Self-Care is such a popular topic these days. I can only assume it is because we are constantly on the go and we find it hard to unplug even when it is absolutely necessary. I am definitely preaching to a choir of one on this topic because I am guilty of “running myself ragged” as my daddy would say. He would also say, “You got that from your mama.” I can giggle to myself as I think about my dad’s sarcasm but I think that as women we are inherently driven by a natural instinct to care for others, other people, other things, and the list goes on all at our own expense. Let’s be honest though if we don’t run the world, who will? I can now hear my mama’s voice saying, “Danielle, the earth is the Lord’s and the fullness thereof. Pride cometh before the fall. You don’t run anything.” Glass house shatters in 3…2…1!  Mama always has a ready word for the saints! However, in all seriousness, learning how to identify my own needs in order to self-care was a very humbling experience for me. I’m going to be very transparent and transparency, in my opinion, is a key factor in determining how to best self-care.

In November I began to feel physically spent. My energy level was extremely low, I was losing weight rapidly, and I just felt like I was experiencing a 24-hr panic attack.  I summed it up to a fairly new work transition, taking coursework, and trying to keep up as a wife and mother to a toddler. My husband started to notice that I was unraveling and he advised me to go to the doctor. I told him that I would but I put it off multiple times because of work or school work, or motherly/wifely duties. If I were to be completely honest, I also prioritized many other unnecessary obligations until I finally went in after Christmas only to be immediately referred to an endocrinologist as well as a rheumatologist after my blood work returned with alarming abnormalities. I found out that I was almost in a “thyroid storm,” a life-threatening condition due to an overactive thyroid or what is commonly known as Graves’ disease. I received the official diagnosis in February and was given my options for treatment.  I was also advised to make some immediate changes to my lifestyle to reduce stress because not doing so would work against the plan of care to get my thyroid levels under control. I told the doctor that “this was easier said than done” but he left me with these final words before he shook my hand and told me he would see me in a month for a medication management appointment, “you owe it to yourself and to those around you to prioritize your health, Ms. Boyd. Self-care is no longer optional.”

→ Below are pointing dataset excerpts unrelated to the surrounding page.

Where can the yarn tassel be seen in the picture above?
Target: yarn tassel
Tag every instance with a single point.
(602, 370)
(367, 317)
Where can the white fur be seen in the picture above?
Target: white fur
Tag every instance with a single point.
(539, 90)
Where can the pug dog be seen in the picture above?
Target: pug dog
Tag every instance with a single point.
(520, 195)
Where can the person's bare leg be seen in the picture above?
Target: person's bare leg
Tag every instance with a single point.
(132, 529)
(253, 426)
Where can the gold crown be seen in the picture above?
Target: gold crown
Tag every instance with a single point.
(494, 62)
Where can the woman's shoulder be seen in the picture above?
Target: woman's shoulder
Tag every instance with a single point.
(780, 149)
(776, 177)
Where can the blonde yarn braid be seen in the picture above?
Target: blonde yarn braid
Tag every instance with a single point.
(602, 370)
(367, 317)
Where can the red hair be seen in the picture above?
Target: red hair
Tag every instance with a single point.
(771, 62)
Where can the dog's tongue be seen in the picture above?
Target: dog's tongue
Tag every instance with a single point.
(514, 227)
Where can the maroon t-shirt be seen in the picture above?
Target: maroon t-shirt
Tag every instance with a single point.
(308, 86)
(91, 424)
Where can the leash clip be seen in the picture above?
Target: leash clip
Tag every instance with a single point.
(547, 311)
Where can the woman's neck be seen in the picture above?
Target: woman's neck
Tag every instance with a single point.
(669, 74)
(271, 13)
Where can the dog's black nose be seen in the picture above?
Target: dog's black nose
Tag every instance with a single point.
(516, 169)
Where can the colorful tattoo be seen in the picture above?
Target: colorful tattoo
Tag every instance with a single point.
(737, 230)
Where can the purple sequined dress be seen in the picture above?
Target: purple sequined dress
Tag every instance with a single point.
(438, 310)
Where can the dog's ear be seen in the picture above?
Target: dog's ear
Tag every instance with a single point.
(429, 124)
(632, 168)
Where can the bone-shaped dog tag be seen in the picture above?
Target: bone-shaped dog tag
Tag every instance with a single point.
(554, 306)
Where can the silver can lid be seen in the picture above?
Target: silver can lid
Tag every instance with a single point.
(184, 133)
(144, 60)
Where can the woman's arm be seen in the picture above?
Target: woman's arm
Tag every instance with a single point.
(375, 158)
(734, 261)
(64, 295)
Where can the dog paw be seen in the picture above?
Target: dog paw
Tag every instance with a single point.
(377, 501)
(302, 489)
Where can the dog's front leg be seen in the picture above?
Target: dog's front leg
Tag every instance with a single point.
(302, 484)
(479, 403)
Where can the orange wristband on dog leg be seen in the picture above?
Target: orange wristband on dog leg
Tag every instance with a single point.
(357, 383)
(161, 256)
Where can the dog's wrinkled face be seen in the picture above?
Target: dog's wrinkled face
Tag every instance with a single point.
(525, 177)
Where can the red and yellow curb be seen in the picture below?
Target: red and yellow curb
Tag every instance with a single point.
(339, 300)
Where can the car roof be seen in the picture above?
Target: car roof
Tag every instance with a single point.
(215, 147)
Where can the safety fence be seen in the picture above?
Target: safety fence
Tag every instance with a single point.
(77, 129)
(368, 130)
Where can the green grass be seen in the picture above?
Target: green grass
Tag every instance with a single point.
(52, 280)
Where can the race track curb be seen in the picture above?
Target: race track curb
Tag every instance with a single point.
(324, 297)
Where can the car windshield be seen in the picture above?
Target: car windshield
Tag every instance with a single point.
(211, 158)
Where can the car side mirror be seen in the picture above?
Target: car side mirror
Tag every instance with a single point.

That day I learned that self-care, for me, was more about what I had allowed to take root by not taking the time to “check-in” with myself physically and most importantly with a Medical professional for months! I overstepped a boundary that should have been set with regard to prioritizing my health. I had to sit down in the quiet of my home two days after the visit mentioned above and gather my thoughts. My first question was, “how did I get here?” I knew I didn’t want to go back so I had to identify what self-care should look like for me. I also had to outline the action items which include non-negotiables such as thirty minutes of quiet time each night, that would help me to ensure that I prioritize my physical, mental, and spiritual needs consistently. It isn’t easy because there seems to always be something lobbying for my attention but my well-being literally depends on me being intentional about unplugging.  Self-care for me isn’t necessarily a mani/pedi or full body massage here and there. These are luxuries although I do try to keep these toes in check. It is in the quiet and calm of my bedroom or anywhere that my two-year-old is not that I find the space that I need to clear my thoughts, pray, journal, read the Word or even a good book. These simple things can also be luxuries if you lead a busy life and have others depending on you but I would encourage everyone to get your loved ones involved by communicating your specific self-care needs and letting them do so in return. Don’t assume that they should “just know.”

NOW let’s not forget that there are other areas of self-care that we may be in denial about. For me, it is exercising and eating right. Ugghh, story of my life! However, knowing is the first step and as the saying goes, “when you know better, you do better.” So with that in mind: know yourself, be honest with yourself (and others), advocate for yourself, value yourself, give yourself a break, treat yourself every now and then, and most importantly love yourself. Self-care is NOT optional!